Movie Review: The Wild Bunch 5 Stars

Sam Peckinpah’s The Wild Bunch is a triumph of filmmaking, the thinking man’s action flick. The Wild Bunch trades in stereotypes of the Western genre, using all the cliches of the milieu to explode the myths of the Old West, demystifying and deglamorizing the outlaw. The result is a remarkably unromantic look at the bandit-hero as cold-blooded killers who nonetheless live by a code of honor. With sparse dialogue, Peckinpah conveys themes of honor, respect and courage, the exchange of glances or the report of a rifle shot all that needs to be said.

Pike Bishop (William Holden) is the de facto leader of a motley crew of outlaws that includes his lieutenant Dutch (Ernest Borgnine), the Gorch brothers, Lyle (Warren Oates) and Tector (Ben Johnson) and Mexican bandito, Angel (Jaime Sanchez). Wanted for a series of train robberies, railroad dick, Pat Harrigan (Albert Dekker) hires a Pike’s former partner, Deke Thornton (Robert Ryan) to track Pike and the boys down. Unfortunately, Deke is saddled with an inept team of bounty hunters and a platoon of green army recruits.

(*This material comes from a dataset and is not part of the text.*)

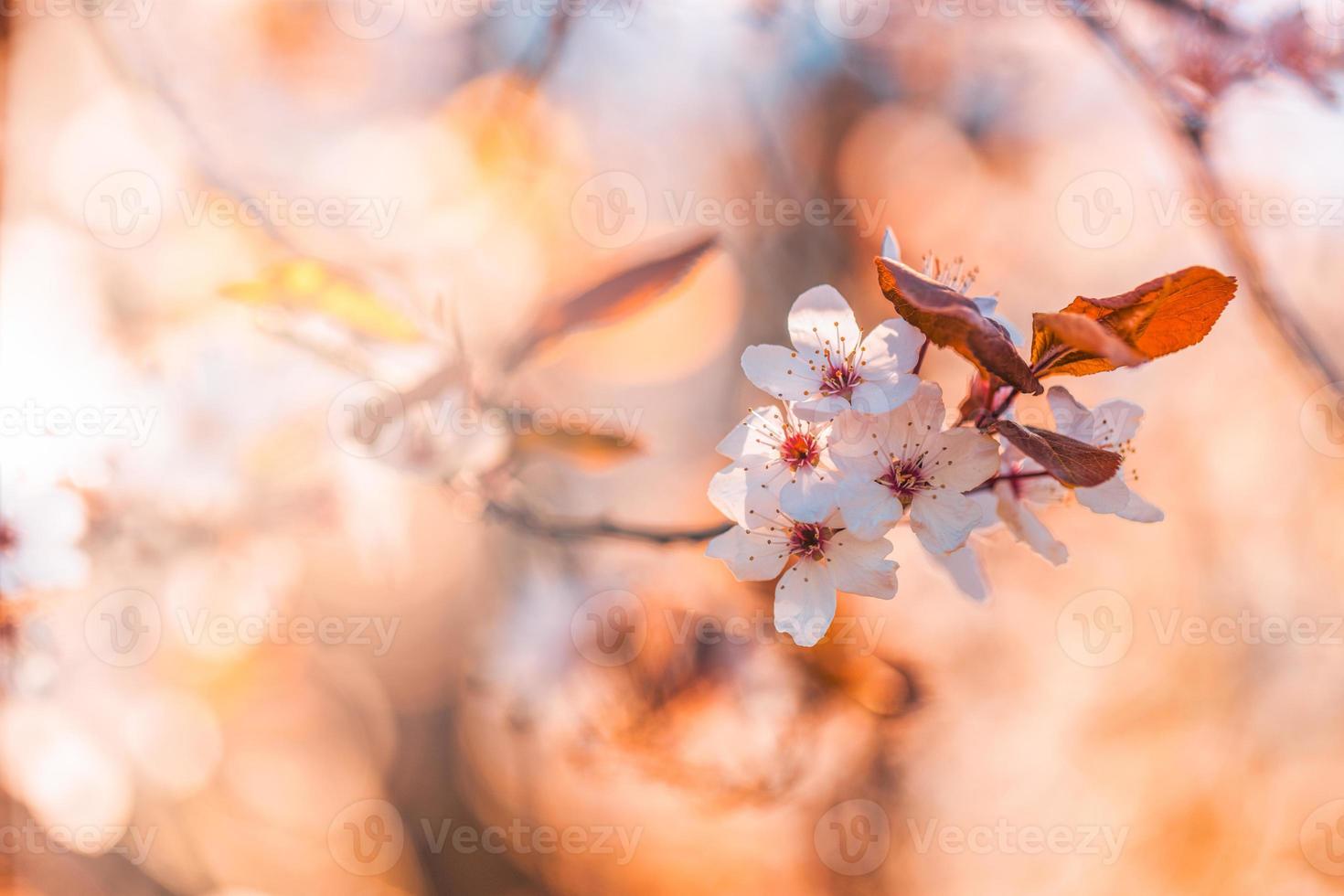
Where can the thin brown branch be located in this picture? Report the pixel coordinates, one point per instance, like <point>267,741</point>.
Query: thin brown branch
<point>1187,128</point>
<point>562,529</point>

In the meantime, Pike and the boys pull off an arms heist for the Mexican army, boosting a train car carrying rifles and ammunition. Hounded by Deke, torn between Angel’s loyalties to Pancho Villa and their $10,000 contract with Mexican general Mapache (Enilio Fernandez), as well as witnessing the West of yore becoming the West of lore, Pike Bishop, Dutch, Lyle and Tector, shotguns cradled in their arms, walk defiantly through Agua Verde toward the ultimate showdown.

Bloody and brutally violent, The Wild Bunch is a postmodern classic, the perfect Western commenting on imperfect Westerns. A cast of characters without morals--even children are ruthless and women are killers--and oddly, the most despicable are heroic. The Wild Bunch is a masterpiece.